Sunday, May 18, 2024

Raiders 4



Mutt Jones and the Kingdom of the Atomic Groundhogs. That could be the title of the next Indiana Jones or better Raiders series, after all isn't it all about the franchise and team play? You won't be disappointed seeing Indiana Jones and the Kingdom of the Crystal Skull but it certainly isn't the home run over the fence movie that everyone has been waiting for in 2024. That said, the opening shot takes in the logo of Paramount Pictures - based on the 9,712-foot-high Ben Lomond Peak in the Wasatch Range near Ogden, Utah - that then morphs into a rodent mound. In the first few minutes I thought of Caddyshack so many times because Speilberg keeps cutting to groundhogs for a reaction shot. The fourth movie in the Indiana Jones/Raiders series starts at an atomic bomb test site in Nevada in 1957 before it proceeds to Peru for an alien finale that achieves an encounter of a close kind symbiosis between 80s nostalgia, crystal skull imagery and 21st century audience expectation.
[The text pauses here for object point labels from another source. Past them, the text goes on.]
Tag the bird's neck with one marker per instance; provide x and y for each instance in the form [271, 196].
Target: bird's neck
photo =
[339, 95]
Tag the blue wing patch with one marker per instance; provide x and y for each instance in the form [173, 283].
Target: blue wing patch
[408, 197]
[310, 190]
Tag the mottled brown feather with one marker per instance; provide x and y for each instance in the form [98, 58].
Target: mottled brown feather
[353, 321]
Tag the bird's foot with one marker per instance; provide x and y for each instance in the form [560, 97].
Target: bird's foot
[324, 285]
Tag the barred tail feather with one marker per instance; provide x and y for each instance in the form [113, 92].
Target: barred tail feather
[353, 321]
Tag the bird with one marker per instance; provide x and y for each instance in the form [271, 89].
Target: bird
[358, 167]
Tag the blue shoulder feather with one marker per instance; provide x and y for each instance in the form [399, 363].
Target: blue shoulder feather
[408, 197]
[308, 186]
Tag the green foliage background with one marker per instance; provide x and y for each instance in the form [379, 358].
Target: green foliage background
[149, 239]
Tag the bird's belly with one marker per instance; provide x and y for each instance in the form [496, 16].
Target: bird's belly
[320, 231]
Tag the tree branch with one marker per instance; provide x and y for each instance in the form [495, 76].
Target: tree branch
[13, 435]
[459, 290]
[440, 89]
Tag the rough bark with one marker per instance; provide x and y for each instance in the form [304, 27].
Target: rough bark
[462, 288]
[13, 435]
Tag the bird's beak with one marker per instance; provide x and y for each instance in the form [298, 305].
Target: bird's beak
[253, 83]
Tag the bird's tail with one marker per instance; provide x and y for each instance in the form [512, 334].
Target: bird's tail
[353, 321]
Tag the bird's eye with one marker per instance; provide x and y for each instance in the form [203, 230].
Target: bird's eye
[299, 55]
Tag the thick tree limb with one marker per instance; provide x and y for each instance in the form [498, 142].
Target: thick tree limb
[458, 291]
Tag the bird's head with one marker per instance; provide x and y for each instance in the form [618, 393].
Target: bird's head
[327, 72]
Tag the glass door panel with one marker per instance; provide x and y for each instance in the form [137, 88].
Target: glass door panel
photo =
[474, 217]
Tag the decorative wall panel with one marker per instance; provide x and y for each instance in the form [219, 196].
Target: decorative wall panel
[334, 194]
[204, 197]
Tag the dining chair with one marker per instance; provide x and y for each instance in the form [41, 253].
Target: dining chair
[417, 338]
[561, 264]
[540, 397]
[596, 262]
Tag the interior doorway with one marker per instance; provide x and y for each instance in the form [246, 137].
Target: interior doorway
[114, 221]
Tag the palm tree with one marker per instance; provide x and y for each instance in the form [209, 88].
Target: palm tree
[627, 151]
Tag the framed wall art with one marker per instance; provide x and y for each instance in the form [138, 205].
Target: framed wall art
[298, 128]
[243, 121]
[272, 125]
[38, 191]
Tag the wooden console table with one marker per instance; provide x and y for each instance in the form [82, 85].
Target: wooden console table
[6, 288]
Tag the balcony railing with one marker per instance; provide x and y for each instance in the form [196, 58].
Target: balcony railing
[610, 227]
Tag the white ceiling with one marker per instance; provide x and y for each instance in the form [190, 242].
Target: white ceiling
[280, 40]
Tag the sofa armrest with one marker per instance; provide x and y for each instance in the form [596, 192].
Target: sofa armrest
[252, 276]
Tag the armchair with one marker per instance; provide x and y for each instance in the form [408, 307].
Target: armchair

As the character played by John Hurt, the Ox (Professor Oxley) says "It's not outer space," referring to the film's aliens, "It's the space between the space."
String theory and multi-dimension hi jinx combine to form a perfect Saturday afternoon diversion. The CGI effects are wedged into the exotic locations in a manner as to not be noticed. For instance, on a moonlit night we see the Nazca plains in the background and everything seems in place. The attitude here seems to be tongue in cheek and we have repeated visual motifs from other films. When Shia LaBeouf appears it's through a cloud of smoke like Brando in The Wild One. Groundhog Day and the previous Raiders flicks (look for the golden ark in the opening sequence) are but a few of the reference geoglyphs littered throughout. A diner scene evokes both Back to the Future's diner and Edward Hopper. Frankly, I want Speilberg to get back to Munich and A.I.: Artificial Intelligence territory.